Ted’s also specializes in landscaping plants – which right now include mums in yellow, purple, maroon, orange and red. Landscapers also work with “ornamental edibles” like purple-and-sage colored cabbages, Swiss chard, mustard, red kale and dinosaur kale. You may have seen some of Ted’s landscaping flora in planters on Chicago’s Magnificent Mile or State Street.
Ted’s also works with the Cook County Jail, running a greenhouse program for inmates, some of whom can receive their Master Gardener’s certificates. “It’s educational. So many people have so little experience with living things,” says Biernacki.
In the eastern corner of the market, Wettstein Organic Farms of Carlock, Ill. sell organic meats. Animals are “taken to a USDA Organic Federally Inspected locker plant” for processing, according to farmer Emily Wettstein. The Wettsteins raise grass-fed beef, pork, duck, turkey and pasture-based chicken. Philip Stoller, cousin, shows a reporter photos of moveable chicken coops in a pasture. They keep birds safe from “skunks, raccoons and red tail hawks,” he says. “The pigs [on the Wettstein farm] are dirt-hogs. They get all the mud they need to be happy.” The Wettsteins also sell free-range eggs. “In the peak of the season we sell 180 dozen eggs every week,” says Stoller.

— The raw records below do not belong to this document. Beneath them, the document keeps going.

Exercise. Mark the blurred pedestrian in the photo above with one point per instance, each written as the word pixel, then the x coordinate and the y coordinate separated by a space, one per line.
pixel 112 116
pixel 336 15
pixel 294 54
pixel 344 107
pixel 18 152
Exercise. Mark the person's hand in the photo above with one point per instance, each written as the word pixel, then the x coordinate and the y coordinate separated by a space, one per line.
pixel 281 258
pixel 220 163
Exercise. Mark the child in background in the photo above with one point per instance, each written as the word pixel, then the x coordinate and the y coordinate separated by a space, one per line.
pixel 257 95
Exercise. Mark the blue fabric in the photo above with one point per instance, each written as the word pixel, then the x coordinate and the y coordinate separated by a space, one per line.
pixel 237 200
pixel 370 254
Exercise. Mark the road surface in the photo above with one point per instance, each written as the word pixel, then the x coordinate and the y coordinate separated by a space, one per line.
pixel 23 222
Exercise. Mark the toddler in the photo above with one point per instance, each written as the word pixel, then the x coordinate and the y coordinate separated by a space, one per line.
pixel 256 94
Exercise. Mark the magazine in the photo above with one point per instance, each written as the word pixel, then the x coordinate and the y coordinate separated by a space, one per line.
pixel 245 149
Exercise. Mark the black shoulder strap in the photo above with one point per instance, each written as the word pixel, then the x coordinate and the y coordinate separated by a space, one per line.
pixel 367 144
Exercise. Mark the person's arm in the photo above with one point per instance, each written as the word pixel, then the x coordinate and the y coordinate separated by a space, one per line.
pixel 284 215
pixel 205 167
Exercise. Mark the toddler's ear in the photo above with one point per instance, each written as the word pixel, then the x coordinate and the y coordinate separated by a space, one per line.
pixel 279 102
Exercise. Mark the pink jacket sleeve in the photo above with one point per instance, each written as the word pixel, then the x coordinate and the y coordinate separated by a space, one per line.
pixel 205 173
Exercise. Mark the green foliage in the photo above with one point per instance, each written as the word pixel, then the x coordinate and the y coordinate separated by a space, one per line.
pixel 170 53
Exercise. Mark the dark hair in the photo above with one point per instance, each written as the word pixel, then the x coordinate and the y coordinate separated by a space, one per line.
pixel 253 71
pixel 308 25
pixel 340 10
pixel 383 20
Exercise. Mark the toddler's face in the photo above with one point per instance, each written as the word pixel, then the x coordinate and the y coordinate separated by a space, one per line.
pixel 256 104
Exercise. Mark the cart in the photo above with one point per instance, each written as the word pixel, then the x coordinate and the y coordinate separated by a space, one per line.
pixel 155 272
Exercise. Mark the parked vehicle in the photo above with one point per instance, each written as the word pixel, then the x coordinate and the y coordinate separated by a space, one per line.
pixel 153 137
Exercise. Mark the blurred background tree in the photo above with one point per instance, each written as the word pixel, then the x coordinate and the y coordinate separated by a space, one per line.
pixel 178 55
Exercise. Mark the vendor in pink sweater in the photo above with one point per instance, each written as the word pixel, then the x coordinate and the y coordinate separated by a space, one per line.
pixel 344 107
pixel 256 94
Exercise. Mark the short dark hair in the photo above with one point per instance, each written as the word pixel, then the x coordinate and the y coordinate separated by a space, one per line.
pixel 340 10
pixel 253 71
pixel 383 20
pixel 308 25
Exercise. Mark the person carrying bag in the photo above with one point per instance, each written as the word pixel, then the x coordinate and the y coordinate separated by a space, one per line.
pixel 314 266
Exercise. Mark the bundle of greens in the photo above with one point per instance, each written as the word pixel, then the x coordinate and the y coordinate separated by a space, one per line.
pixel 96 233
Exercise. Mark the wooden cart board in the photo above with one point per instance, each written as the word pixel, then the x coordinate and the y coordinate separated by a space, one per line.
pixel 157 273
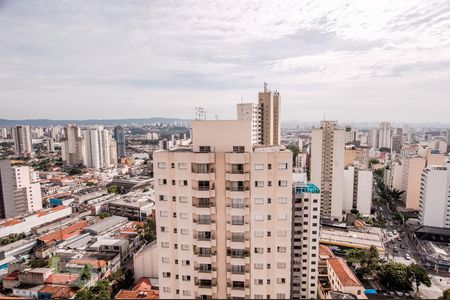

The weather is heating up and the second-to-the last Farmers’ Market Saturday is turning into a glorious day. A crossing guard shuttles a father and two toddlers south across Lake Street — the family stroller is now occupied by three large pumpkins. On the sidewalk, Illinois State Representative Camille Lilly greets shoppers and asks them to sign the petition to get on the ballot. “Have a blessed day,” she says. And the bluegrass band strikes up “Boys of Blue Hill.”